Fast forward to today, king dollar looks shaky.
It is safe to say that it lost momentum last week and has stumbled into the new week under selling pressure. The greenback has weakened against most G10 currencies month-to-date and could extend losses despite the recent hawkish comments from Fed officials including Jerome Powell.
With inflation cooling in the US economy, this could encourage the Fed to drop its aggressive stance toward higher rates. If such becomes reality, dollar bears may receive the thumps up to enter the scene – dragging both the DXY and equally weighted USD index lower.
As we questioned roughly back in August, are dollar bulls throwing in the towel or just taking another break before ramping up the momentum in Q4? Some clues may be offered this week in the form of the US inflation figures among other key reports.
The low down…
Traders are predicting an 88% probability of a 75-basis point rate hike in September.
These expectations were reinforced by comments from Federal Reserve Chairman Jerome Powell who reaffirmed the need to fight soaring inflation. Hawkish comments by Fed officials last Friday also boosted Fed hike bet, making the jumbo rate hike this month almost a done deal.

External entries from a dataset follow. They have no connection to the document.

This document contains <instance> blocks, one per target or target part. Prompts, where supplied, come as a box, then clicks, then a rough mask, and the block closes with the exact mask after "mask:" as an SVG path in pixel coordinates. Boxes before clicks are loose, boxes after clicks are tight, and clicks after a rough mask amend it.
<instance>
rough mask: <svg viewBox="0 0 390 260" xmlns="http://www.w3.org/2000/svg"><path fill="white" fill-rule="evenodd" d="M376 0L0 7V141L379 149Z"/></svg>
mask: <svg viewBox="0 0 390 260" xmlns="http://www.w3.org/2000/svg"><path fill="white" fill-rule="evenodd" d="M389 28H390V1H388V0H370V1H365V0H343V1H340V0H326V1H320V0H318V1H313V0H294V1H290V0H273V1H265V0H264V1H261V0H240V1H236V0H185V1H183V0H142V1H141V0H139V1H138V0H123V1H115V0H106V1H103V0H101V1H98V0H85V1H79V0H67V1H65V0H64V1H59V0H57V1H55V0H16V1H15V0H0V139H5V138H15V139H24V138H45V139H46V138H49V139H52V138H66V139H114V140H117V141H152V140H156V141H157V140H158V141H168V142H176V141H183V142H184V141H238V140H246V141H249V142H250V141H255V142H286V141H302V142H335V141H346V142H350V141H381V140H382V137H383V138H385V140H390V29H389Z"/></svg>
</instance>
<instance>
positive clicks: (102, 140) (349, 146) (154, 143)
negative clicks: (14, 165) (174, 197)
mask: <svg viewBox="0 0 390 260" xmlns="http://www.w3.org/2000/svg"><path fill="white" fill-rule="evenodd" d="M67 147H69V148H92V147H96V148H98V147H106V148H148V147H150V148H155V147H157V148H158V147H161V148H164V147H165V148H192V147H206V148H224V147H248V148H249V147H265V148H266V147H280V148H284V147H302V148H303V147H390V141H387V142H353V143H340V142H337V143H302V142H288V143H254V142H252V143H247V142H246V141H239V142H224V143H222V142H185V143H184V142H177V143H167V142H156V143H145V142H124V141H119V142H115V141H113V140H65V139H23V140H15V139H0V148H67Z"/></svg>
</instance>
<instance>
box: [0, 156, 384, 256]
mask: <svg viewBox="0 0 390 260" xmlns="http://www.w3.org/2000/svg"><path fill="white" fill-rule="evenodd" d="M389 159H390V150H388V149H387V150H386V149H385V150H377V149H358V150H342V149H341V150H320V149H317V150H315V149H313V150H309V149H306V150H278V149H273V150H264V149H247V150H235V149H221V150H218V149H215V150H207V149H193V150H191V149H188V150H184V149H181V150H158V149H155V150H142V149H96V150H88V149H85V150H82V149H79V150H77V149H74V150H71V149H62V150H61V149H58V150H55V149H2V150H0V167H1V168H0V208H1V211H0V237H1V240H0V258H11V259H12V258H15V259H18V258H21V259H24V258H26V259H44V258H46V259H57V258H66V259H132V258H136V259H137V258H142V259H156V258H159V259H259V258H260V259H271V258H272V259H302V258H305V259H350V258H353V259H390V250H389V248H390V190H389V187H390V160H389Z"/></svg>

Interestingly, the greenback has tumbled despite the Fed expected to hike rates by 75 basis points for the third time in a row. Fed hawks are clearly in the building while strong US economic data initially supported expectations that the US central bank would not be slowing the pace of hike anytime soon. However, US inflation likely slowed for a second month in August thanks to falling gas prices. While this may not be enough to derail the Fed from firing another monetary bazooka this month, it may impact the central bank’s decision in November and December.
The week ahead…
This could be another wild week for the dollar due to the pending US economic reports.
On Tuesday, the latest inflation figures will be published which are expected to show consumer prices cooling 8.1% year-on-year in August. This would be lower than July 8.5% print and would mark two straight months of easing in the headline annual print. Should the report match expectations, this could allow the Fed to drop its aggressive approach toward rate hikes – resulting in a weaker dollar. It will be wise to keep an eye on the core CPI annual print which is expected to rise 6.1% – which will be the highest level since April. The core inflation does not include food and energy prices in the calculation because of volatility.
Much attention will be directed towards the weekly initial jobless claims, August retail sales, and industrial production figures on Thursday which could provide further insight into the health of the US economy. A strong set of reports may reinforce rate hike bets which is dollar positive, while a negative set of reports could dampen aggressive rate hike expectations – dragging the dollar lower.
Friday offers the US consumer sentiment for September. Consumer sentiment was revised higher to 58.2 back in August and is expected to hit 60 this month. A positive figure could provide USD bulls a helping hand before the week comes to an end.
Time for dollar to tumble?
After failing to secure a weekly close above 1.2184, the equally weighted dollar index could be preparing to tumble lower.
Prices remain under pressure on the weekly charts with a solid breakdown below 1.1900 opening a path toward 1.1700 and 1.1600, respectively. Should 1.1700 prove to be reliable support, a rebound back towards 1.1900 could be a possibility.